In order to decide the most relevant technical variable, it tests the association of technical batch variables and other key variables with top principal components.

#### 5.2. Technical batch control

It applies ComBat to control the effect of the variable indicated by the researcher (link). Then, in order to confirm that technical batch has been eliminated, it performs the association between technical batch variables and principal components calculated with the new methylation dataset.

### 6. Estimation of placenta cellular composition

One of the two methods has to be selected.

#### 6.1. Reference-free method

Reference-free cell composition estimation occurs after normalization of the methylation data and technical batch control, but without masking based on the detection p-value or correction of outliers. Before applying the Ref-free method (link), it removes probes in the sex chromosomes and problematic probes according to this article: link

- Probes with cross-hybridizing potential
- Probes containing SNPs (European MAF< 5%)
- Probes in sexual chromosomes

It provides:

- K-choose: number of estimated cellular components
- Omega: values of these cellular components for each individual

#### 6.2. Reference-based method

##### 6.2.1. For the placenta

It is based on the placenta reference panel implemented in the planet R package (link) with cell composition projected using the constrained Houseman method. It provides a file named Omega, which contains the estimated cell type proportion for six placenta specific cell types.

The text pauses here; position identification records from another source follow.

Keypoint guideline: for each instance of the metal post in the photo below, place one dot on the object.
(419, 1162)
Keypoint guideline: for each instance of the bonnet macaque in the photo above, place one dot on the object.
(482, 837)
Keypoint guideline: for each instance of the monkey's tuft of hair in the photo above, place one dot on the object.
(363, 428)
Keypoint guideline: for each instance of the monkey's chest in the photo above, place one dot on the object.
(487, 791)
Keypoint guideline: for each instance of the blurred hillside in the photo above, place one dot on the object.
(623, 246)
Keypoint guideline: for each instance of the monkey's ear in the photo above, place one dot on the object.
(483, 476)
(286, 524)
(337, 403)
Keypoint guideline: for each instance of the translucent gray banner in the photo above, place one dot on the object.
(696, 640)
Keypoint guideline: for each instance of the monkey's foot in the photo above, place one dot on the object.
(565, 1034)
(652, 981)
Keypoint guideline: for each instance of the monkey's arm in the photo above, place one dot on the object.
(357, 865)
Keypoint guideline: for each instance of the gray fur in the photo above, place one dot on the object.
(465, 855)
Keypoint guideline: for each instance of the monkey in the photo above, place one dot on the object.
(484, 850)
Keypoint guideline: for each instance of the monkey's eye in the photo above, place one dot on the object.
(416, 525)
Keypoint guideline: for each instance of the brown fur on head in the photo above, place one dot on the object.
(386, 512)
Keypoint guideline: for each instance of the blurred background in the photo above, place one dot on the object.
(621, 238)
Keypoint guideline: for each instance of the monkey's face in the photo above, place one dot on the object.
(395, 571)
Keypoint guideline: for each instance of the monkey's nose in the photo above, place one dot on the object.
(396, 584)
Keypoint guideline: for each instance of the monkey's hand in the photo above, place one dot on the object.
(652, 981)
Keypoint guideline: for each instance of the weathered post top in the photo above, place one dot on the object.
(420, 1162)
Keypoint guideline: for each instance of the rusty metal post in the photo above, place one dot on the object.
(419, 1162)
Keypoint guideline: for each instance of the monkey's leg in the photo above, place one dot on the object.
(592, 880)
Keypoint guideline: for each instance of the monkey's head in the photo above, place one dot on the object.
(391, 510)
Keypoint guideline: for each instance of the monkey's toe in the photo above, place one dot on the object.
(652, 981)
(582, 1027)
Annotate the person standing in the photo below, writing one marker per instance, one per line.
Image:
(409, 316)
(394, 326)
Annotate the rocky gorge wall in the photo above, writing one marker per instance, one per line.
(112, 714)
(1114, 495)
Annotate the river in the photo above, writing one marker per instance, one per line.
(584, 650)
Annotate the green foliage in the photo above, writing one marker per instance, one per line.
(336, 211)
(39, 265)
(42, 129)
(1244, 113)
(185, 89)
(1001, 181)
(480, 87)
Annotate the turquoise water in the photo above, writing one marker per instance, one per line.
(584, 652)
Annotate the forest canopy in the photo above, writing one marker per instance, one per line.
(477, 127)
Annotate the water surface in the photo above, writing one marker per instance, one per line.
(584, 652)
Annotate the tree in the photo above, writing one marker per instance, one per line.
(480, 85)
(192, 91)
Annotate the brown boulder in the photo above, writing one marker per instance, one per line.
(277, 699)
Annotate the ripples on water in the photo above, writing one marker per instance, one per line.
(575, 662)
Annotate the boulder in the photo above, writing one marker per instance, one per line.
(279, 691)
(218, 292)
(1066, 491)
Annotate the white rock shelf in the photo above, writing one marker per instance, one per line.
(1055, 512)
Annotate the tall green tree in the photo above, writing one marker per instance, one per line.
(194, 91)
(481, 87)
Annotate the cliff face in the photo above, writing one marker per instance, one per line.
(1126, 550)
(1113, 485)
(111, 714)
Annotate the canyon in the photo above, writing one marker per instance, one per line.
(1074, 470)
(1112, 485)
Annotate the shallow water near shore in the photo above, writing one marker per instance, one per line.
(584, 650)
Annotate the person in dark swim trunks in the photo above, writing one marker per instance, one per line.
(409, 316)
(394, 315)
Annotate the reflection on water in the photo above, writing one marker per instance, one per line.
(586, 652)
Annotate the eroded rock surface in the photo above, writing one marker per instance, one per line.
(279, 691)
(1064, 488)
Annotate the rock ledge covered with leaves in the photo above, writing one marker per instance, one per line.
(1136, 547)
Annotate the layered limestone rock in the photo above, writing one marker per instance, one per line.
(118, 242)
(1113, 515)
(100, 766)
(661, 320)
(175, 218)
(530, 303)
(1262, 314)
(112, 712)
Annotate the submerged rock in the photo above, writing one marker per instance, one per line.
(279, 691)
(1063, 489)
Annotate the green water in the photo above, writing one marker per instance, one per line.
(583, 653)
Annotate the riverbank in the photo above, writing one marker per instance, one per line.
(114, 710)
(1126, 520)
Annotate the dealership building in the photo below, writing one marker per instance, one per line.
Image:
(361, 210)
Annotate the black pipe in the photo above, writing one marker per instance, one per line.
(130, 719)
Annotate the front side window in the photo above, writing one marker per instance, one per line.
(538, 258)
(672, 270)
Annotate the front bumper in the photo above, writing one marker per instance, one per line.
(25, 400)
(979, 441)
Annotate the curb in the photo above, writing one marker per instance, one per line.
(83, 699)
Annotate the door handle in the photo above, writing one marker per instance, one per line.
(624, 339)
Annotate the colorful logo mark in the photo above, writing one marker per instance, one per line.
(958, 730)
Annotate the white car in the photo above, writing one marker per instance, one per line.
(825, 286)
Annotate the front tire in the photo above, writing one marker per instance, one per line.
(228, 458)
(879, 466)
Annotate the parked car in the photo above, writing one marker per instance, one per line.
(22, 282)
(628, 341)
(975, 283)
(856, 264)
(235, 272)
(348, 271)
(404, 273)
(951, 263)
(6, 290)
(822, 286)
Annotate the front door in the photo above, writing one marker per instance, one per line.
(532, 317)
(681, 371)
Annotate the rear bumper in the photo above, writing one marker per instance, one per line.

##### 6.2.2. For cord blood or whole blood

It uses the IDOL optimized CpGs (link) and updated reference sets (link)

### 7. Final files

It provides the following files:

- mset: A GenomicRatioSet subset to the samples and CpG loci among the matrix of processed beta-values. It contains the metadata provided by the researcher.
- processedBetas: Matrix of the processed beta-values
- Kchoose: A numeric value indicating the number of cell types selected by the Ref-Free method (if applied, if not it is empty)
- Omega: A matrix of cell composition estimates generated by the RefFree method or the Planet R package.

## detectionMask

### 8. Masks beta-values based on poor intensity values

This function masks the beta-values based on a specified detection p-value (default is 0.05) and/or poor intensity values based on the number of beads and/or intensity values of zero;. It provides the beta-value matrix after this masking.

## outlierprocess

### 9. Control of outliers

Different approaches can be applied to reduce the influence of outliers. This function will take an input beta-value matrix and output a beta-matrix with the approach applied. The two possible approaches are described below. Percentiles can be estimated based on the quantile function or the empirical beta-distribution.

#### 9.1. Trimming of outliers

It removes extreme outliers based on gaps that must be at least 3*IQR; the cutoff for the number of outliers in a group is either a maximum of 5 or 0.0025 of the total number of samples (whichever is larger). Detected outliers are recoded as NA.

#### 9.2. Winzorizing of outliers

Values are winzorized based on the specified percentile.